Je me suis arraché de bien des enfers Hattemer, l'internat, Cassagne mais je n'ai jamais su filer entre les doigts hermétiquement clos de Marguerite, jamais vu un corps qui -longtemps- pouvait assourdir la terreur mortelle de son souvenir. Les mots qu'elles me disent, toutes, semblent du même tissu précieux et empoisonné que celui de Marguerite. Parfois, ce sont des haillons ou des fibres brulées ou des cuirasses de poussière ou des flammes transparentes, mais toujours, toujours c'est la même matière originelle que je devine. Je la sens bien qui glisse sur ma peau et la souille. Toutes les caresses sont ses caresses qui ne distraient pas la blessure vive de mon corps de treize ans. Il n'y a rien, entre deux mains d'amantes que l'épaisseur d'un gant. Ce matin, je pense à Marguerite et à toutes les filles qui pleurent depuis que j'essaie de la tuer. Je pense à tous ces espoirs aveulis...

Je ne sais pas aimer.
Marguerite m'a contaminé de mots littéraires, d'histoires fantasques, de héros aux panaches pourpres et aux armures de lin. Je suis comme un livre qui brûle et que les flammes recroquevillent sur lui-même. Je ne sais pas aimer, parce que Marguerite, quand j'avais treize ans et le nez encore droit, a fait danser devant mes mains aveugles une croix dont on ne se lasse pas.
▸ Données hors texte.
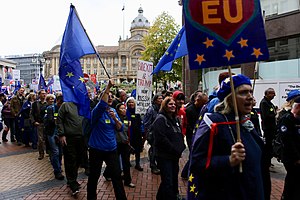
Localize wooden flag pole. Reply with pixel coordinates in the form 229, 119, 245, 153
228, 66, 243, 173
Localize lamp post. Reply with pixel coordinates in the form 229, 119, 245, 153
32, 53, 46, 82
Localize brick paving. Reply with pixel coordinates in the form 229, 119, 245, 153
0, 138, 285, 200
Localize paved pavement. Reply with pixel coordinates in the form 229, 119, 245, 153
0, 137, 285, 200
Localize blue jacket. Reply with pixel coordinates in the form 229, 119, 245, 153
89, 100, 124, 151
188, 113, 264, 200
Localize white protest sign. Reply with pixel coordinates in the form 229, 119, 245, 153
12, 69, 20, 80
135, 60, 153, 114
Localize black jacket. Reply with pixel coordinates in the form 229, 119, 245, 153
278, 112, 300, 164
152, 113, 185, 160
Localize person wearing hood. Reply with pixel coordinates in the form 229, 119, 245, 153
172, 90, 187, 135
18, 93, 37, 149
188, 74, 264, 200
126, 97, 144, 171
143, 94, 163, 175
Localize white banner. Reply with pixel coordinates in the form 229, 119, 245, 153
135, 60, 153, 114
12, 69, 21, 80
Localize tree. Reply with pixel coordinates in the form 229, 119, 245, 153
141, 12, 182, 88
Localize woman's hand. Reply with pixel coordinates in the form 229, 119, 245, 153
229, 142, 246, 167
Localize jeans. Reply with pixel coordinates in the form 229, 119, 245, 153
2, 118, 15, 141
87, 148, 127, 200
148, 145, 157, 170
118, 143, 131, 185
36, 123, 46, 155
63, 136, 83, 190
15, 117, 22, 143
156, 158, 179, 200
47, 135, 62, 175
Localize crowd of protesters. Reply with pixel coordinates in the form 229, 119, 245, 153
0, 72, 300, 200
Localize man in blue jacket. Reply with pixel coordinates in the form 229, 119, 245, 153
87, 80, 127, 200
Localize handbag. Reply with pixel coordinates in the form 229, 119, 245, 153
116, 131, 128, 144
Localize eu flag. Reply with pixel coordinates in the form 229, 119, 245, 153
183, 0, 269, 69
38, 74, 47, 90
59, 5, 96, 118
152, 26, 188, 74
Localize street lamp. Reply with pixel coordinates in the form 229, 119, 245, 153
32, 53, 46, 79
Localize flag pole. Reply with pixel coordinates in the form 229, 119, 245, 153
252, 10, 266, 91
71, 4, 110, 79
228, 66, 243, 173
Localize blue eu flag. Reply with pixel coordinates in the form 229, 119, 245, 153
38, 74, 47, 90
183, 0, 269, 69
59, 5, 96, 118
152, 26, 188, 74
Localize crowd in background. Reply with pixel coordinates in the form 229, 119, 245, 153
0, 73, 300, 200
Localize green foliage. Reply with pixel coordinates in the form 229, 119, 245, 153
141, 12, 182, 88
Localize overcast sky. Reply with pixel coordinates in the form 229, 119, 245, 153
0, 0, 182, 57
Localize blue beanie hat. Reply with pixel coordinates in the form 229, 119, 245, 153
217, 74, 251, 101
286, 89, 300, 101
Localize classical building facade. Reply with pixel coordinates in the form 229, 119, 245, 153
43, 7, 150, 83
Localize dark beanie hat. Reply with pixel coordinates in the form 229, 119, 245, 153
217, 74, 251, 101
218, 72, 234, 85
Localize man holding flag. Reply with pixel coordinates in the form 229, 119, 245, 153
179, 0, 270, 200
57, 5, 96, 196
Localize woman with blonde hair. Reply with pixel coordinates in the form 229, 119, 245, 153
152, 97, 185, 200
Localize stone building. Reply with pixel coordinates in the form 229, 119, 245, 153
43, 7, 150, 83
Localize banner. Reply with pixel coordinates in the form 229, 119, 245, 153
184, 0, 269, 69
135, 60, 153, 114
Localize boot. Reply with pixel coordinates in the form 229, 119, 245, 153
2, 130, 8, 142
38, 152, 44, 160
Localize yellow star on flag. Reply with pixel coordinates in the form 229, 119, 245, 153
190, 184, 196, 192
223, 49, 234, 61
194, 54, 206, 65
224, 77, 230, 83
251, 48, 263, 59
189, 174, 195, 182
78, 76, 84, 83
203, 38, 214, 48
238, 38, 248, 48
66, 72, 74, 78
Mon enfance hurle avec le murmure d'une fontaine, derrière des barreaux de joncs, près d'une rivière asséchée où le galop d'une crue a déplacé les habitudes. Elle est la coupable et le juge aux arrêts insusceptibles de recours.

Savoir qu'elle respire encore sans que je puisse enfoncer dans ses yeux mes mains devenues graves. Savoir qu'encore elle respire dans le corps de toutes ces femmes que je ne pourrais jamais aimer. De la première de l'alphabet à la dernière de l'almanach, que tous mes souvenirs de papier jauni comportent sa marque rend l'air lourd et empesté.

Je suis mort à treize ans la première fois. On ne s'habitue jamais à mourir.

13 novembre 2010

Tiffany 27/09/2010 - Premiers mensonges.

tiffany

Ce n'est jamais en vain que je saisis un nom qui s'imprime dans le velours douloureux d'une mémoire. Ce n'est jamais en vain, dit la grande aiguille aux formes de tanins, que je charrie des morts, et que je rapièce des hommes. La bile est le ciment des phrases, il fallut bien des colères aux hommes pour faire jaillir de leurs terres stériles et fendues de sécheresse des rimes belles comme des pleurs, qui viennent faire au paysage un grand fleuve blanc et impétueux. Il y a des mains qui s'ouvrent comme des fleurs et tiennent dedans des paumes les syllabes odorantes d'un bouton de rose. Il y a des pièges de peaux, qui ont des yeux immenses et vagues où meurt le chagrin et les vivants, ce sont, disent les inquiets, des sirènes aux mélodiques de la mort, aux bouches remplies de violon qui devient une liqueur d'acier.
L'alcool en moi laisse les prénoms comme des farces d'éther que le vent disperse et réinvente, se développe comme les réseaux de la houle qui noit l'aventurier. Le marin baise la mer qui lui baillone la bouche de sel et d'algues. Je me suis levé et j'avais sur le front inscrit comme le baiser d'un fantôme sur les lèvres.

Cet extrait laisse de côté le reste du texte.